松澤 龍一
BIX & TRAM - 1927 (EMI RECORDS PMC7064) |
ビックス・バイダーベック、最初の白人のジャズプレーヤーと言われているコルネット奏者である。ニューオリンズの紅燈街が閉鎖され、そこで発生した、後にジャズと呼ばれる音楽は、そこで活躍した多くの黒人プレーヤーとともに、ミシシッピーを北上し、シカゴ、デトロイトに、そしてニューヨークに根を下ろした。北部の若者たちの中にも、この南部から来た奇妙な音楽に惹かれるものも出てきた。いくにんかの若い白人が見よう見まねで黒人たちの真似をし始めた。
その中で、ビックス・バイダーベックだけは異彩を放っていた。単なる黒人の真似で無く、彼自身の個性がその演奏の隅々に光る。中低音を活かした、どこかくすんだ音色、滑らかなフレージング、どことなく漂う都会的なセンス、明かに、ルイ・アームストロングとは違う。1920年代のことである。
このレコードで、一緒に演奏しているのは、フランキ-・トラムバウアー、ビックスの盟友である。演奏している楽器はCメロディーサックスと呼ばれる聞き慣れないもの。アルトとテナーの中間のサックスで1920年代に大いに流行った楽器である。当時、家庭でピアノに合わせて吹かれていたと言う。一家に一台の℃メロディーサックスがあったとも言われる。何とも古風な演奏だが、妙に快い。

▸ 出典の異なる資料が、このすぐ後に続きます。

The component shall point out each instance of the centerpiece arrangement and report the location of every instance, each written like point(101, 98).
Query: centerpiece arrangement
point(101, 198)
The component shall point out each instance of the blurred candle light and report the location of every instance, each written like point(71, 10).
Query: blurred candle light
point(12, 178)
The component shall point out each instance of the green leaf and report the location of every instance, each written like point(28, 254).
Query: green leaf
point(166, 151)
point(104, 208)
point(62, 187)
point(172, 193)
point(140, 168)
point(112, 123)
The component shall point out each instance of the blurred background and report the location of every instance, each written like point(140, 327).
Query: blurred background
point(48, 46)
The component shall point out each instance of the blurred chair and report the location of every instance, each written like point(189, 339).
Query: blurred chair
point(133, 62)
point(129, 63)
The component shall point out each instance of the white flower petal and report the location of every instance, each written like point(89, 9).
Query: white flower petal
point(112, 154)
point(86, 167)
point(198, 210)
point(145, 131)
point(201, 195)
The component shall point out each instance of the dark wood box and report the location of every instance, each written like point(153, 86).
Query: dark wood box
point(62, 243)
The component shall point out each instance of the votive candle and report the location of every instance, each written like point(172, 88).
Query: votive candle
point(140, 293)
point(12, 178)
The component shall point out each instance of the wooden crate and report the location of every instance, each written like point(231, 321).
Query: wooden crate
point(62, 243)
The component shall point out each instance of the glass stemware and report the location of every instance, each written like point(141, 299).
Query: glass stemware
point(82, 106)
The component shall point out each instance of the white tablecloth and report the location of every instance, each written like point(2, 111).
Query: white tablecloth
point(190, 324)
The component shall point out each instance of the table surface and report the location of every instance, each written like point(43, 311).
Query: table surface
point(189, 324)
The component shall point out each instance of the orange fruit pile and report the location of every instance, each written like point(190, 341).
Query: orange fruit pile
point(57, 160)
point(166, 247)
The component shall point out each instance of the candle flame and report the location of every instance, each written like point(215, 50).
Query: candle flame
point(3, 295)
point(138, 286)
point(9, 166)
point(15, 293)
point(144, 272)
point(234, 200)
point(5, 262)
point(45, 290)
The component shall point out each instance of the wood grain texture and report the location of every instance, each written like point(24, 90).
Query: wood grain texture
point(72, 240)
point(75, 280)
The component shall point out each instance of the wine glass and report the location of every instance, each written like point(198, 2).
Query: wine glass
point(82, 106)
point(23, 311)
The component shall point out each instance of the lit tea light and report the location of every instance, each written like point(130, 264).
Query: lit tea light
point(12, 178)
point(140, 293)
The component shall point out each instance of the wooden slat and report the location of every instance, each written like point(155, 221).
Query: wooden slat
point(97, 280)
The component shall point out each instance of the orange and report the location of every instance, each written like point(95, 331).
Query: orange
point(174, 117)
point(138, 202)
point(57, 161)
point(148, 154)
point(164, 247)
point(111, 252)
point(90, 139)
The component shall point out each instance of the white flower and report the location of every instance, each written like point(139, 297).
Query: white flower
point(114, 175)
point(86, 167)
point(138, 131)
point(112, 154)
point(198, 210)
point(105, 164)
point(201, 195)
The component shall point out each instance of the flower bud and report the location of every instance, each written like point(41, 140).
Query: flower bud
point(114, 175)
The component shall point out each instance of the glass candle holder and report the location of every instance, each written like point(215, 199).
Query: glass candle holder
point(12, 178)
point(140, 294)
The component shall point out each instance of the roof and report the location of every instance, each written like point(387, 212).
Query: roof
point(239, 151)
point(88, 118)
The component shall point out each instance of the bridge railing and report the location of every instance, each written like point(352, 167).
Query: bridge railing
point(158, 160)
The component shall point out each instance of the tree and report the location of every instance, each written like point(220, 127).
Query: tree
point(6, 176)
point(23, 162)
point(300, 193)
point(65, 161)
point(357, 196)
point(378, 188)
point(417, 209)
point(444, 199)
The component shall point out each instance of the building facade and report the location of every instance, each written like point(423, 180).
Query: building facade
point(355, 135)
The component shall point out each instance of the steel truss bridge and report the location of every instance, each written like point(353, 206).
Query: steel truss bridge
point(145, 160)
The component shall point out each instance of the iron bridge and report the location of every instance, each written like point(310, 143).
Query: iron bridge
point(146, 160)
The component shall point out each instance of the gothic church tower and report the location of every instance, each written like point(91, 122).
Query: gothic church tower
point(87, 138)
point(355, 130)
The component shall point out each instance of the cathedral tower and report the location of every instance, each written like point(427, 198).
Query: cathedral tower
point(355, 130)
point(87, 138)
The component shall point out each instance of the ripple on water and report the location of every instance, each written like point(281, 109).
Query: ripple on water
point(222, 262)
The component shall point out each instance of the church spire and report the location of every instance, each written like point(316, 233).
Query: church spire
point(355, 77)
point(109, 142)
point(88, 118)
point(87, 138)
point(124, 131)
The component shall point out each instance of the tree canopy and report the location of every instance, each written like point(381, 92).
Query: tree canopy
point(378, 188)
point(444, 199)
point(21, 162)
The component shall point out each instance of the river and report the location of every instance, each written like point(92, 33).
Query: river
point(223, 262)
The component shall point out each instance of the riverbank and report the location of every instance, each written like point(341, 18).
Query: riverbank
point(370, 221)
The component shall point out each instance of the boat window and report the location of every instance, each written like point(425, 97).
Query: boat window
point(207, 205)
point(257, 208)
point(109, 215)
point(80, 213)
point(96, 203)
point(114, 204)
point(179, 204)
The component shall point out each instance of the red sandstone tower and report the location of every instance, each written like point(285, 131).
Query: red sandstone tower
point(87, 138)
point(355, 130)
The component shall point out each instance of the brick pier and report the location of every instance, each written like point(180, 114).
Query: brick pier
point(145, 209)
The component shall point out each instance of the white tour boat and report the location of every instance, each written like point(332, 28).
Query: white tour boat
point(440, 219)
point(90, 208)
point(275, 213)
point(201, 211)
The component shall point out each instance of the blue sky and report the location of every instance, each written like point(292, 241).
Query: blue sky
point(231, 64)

フランキ-・トラムバウアーのサックスやビックスのコルネットを聴いていると、やはり、10年近く後に現れるレスター・ヤングに思いがゆく。レスターからモダンジャズの黎明、ビバップのパーカーにたどり着き、1950年代のモダンジャズ全盛へと展開する。モダンジャズの源泉はビックス・バイダーベックなのかも知れない。そう思って聴くとビックスがマイルスに聞こえてくるから不思議だ。